Claude maîtrise avant tout l’anglais, mais il est « particulièrement efficace » en allemand, en portugais… et en français, affirme Anthropic à l’appui, notamment, du benchmark de traduction FLORES-200. Il sait par ailleurs « coder dans les principaux langages », même s’il est meilleur en Python. Sa base de connaissances s’arrête en décembre 2022. Cela a d’autant plus d’importance qu’il ne peut accéder à Internet. On peut néanmoins lui fournir des documents (8 formats ; maximum 5 fichiers et 10 Mo/fichier).

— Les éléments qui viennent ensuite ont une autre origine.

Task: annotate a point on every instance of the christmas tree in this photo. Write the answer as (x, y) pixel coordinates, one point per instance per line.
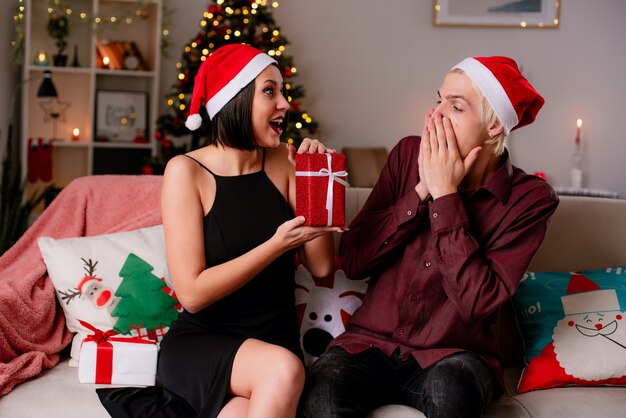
(143, 303)
(225, 22)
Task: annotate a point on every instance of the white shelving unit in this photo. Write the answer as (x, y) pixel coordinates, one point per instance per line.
(79, 86)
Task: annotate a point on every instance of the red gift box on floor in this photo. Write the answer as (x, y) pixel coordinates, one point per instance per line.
(321, 188)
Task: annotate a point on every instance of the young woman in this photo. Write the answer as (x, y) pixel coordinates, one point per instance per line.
(231, 237)
(228, 212)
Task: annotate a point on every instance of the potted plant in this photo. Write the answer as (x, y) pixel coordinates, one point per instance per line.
(58, 28)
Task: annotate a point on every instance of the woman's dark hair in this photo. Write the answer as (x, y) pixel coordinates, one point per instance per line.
(232, 126)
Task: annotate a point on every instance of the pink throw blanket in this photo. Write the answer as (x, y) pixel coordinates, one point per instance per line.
(32, 324)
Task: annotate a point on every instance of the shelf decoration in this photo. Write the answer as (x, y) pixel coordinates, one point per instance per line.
(120, 55)
(121, 116)
(59, 29)
(41, 58)
(63, 10)
(54, 110)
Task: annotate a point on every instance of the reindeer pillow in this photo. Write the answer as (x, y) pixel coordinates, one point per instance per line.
(114, 281)
(324, 306)
(574, 328)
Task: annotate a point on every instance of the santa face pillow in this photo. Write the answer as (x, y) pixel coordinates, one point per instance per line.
(574, 328)
(323, 306)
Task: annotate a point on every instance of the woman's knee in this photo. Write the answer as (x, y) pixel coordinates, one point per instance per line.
(287, 371)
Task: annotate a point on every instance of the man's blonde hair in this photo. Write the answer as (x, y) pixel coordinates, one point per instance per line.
(487, 116)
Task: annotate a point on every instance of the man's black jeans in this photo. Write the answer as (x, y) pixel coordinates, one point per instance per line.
(344, 385)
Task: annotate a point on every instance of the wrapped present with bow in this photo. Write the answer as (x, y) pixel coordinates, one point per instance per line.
(321, 188)
(116, 360)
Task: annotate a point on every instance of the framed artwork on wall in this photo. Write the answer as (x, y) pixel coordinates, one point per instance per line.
(121, 116)
(497, 13)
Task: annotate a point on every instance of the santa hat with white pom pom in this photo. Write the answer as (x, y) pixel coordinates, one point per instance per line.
(221, 76)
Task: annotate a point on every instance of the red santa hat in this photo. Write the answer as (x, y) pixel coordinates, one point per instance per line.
(221, 76)
(514, 100)
(585, 296)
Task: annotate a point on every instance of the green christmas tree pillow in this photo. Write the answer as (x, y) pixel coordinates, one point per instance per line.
(114, 281)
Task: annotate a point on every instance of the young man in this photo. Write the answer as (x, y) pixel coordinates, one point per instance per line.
(446, 235)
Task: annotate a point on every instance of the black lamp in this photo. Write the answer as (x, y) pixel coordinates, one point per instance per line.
(47, 89)
(11, 149)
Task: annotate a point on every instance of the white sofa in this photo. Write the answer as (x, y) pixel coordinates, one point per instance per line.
(586, 233)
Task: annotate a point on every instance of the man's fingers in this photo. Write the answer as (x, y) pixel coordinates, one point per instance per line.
(471, 158)
(453, 146)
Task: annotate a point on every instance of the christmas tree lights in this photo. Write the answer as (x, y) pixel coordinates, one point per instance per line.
(226, 22)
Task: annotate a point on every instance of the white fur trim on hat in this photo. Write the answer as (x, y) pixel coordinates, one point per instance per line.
(492, 90)
(193, 122)
(245, 76)
(589, 302)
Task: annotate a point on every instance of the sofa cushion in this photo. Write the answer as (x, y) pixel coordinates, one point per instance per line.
(324, 306)
(113, 281)
(574, 328)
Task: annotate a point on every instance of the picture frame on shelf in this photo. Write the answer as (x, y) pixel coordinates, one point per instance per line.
(121, 116)
(543, 14)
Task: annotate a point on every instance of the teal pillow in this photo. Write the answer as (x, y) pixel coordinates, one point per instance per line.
(573, 327)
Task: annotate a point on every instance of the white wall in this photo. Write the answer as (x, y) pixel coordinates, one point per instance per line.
(371, 70)
(8, 72)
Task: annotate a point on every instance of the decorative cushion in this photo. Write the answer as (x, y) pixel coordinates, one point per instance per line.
(114, 281)
(323, 307)
(573, 327)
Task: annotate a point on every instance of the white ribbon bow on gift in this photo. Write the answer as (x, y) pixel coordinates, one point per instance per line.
(332, 177)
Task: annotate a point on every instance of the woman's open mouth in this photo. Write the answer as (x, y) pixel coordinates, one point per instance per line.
(277, 125)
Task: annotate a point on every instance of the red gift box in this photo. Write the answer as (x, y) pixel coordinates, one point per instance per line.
(320, 188)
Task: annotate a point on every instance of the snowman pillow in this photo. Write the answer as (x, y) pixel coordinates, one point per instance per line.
(114, 281)
(574, 328)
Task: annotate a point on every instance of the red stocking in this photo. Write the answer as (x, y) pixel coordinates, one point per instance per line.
(45, 160)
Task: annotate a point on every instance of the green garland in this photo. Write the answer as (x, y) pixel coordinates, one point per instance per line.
(63, 10)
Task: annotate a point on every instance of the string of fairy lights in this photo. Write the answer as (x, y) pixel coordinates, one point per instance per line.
(226, 21)
(120, 15)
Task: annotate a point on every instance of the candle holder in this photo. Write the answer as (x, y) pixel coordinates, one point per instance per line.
(576, 172)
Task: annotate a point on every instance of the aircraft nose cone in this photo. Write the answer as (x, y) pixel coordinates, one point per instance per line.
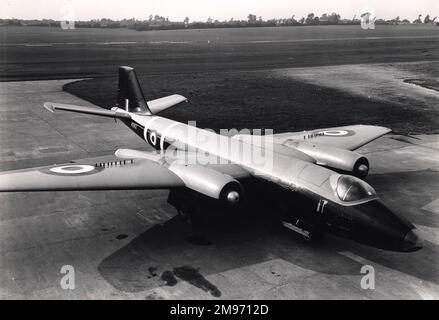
(412, 241)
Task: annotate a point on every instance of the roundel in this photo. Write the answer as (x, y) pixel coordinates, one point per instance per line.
(337, 133)
(72, 169)
(152, 138)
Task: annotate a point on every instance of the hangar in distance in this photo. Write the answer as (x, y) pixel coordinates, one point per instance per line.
(318, 169)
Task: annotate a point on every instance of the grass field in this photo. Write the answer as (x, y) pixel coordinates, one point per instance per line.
(43, 53)
(227, 73)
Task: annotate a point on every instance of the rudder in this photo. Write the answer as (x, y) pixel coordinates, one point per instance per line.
(129, 93)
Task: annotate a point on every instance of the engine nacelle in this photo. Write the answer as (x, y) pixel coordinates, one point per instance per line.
(336, 158)
(210, 182)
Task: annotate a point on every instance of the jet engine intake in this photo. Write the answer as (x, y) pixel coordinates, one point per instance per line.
(336, 158)
(210, 182)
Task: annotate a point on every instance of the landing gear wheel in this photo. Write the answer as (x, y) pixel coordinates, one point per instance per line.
(315, 236)
(184, 216)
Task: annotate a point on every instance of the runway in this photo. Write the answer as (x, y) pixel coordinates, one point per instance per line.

À l’heure actuelle, Claude ne traite et ne produit que du texte. Nombre de ceux qui l’ont essayé soulignent sa retenue. Parmi les cas de refus signalés :

– Expliquer comment des élèves trichent afin de pouvoir les en empêcher
– Jouer le rôle d’un inspecteur du permis de conduire
– Fournir du vocabulaire à utiliser pour « paraître plus altruiste »
– Expliquer comment « tuer » un processus Python
– Conseiller des médicaments pour améliorer la fertilité féminine

La prudence est un trait assumé de Claude. Anthropic l’a rappelé fin novembre au lancement de la dernière version en date (2.1) : le modèle refuse plus souvent de répondre qu’en version 2.0 (environ 45 % du temps, contre 24 %). Y compris parce qu’il admet ne pas savoir. Aussi, le nombre de réponses incorrectes sur des questions complexes a baissé (d’environ 47 % à 26 %). L’assistance en ligne est dans la même veine « précautionniste ». Elle recommande de donner du temps de réflexion à Claude, de l’encourager à travailler par étapes, de vérifier qu’il a bien compris, de lui demander de reformuler, de le laisser dire qu’il ne sait pas…

Quelques clients en vitrine

Sur la performance pure, à en juger les retours, Claude se rapproche plus de GPT-3.5 qu de GPT-4. Il a tout de même pour lui une fenêtre de contexte de 200 000 tokens… sur la version payante (en usage gratuit, la taille varie selon la charge). Par ailleurs, l’accès à Internet se profile. Il est à l’expérimentation, dans le cadre d’une capacité plus large d’exploitation d’outils externes (fonctions, API, bases de données).

Au gré des évolutions du modèle, Anthropic a communiqué l’identité de quelques clients. Par exemple, Bridgewater Associates (fonds d’investissement), Jasper (création de contenu), LexisNexis (legaltech), Lonely Planet (guides de voyage), Ricoh (électronique) et Sourcegraph (gestion de code). Récemment, il a introduit, sur le modèle de Google et de Microsoft, une garantie de protection juridique. Promesse : défendre – et si nécessaire dédommager – les utilisateurs en cas de plainte pour infraction au copyright. Elle s’appliquera au 1er janvier 2024 sur l’API et au 2 janvier sur Bedrock.

En l’état, tous les serveurs d’Anthropic se trouvent aux États-Unis. Par défaut, l’entreprise n’exploite pas les données des utilisateurs pour entraîner ses modèles. La règle générale veut que ces données soient supprimées après 28 jours sur l’API et 90 jours sur les produits en phase d’expérimentation/évaluation.

* Le nombre de messages autorisés varie selon la quantité de tokens. Anthropic donne un ordre d’idée pour Claude Pro : moyennant des conversations de 200 phrases comprenant chacune 15 à 20 mots, « vous devriez pouvoir envoyer 100 messages par tranche de 8 heures, voire plus en fonction de la capacité disponible ». Sur l’API, on est limité à 5 requêtes concurrentes.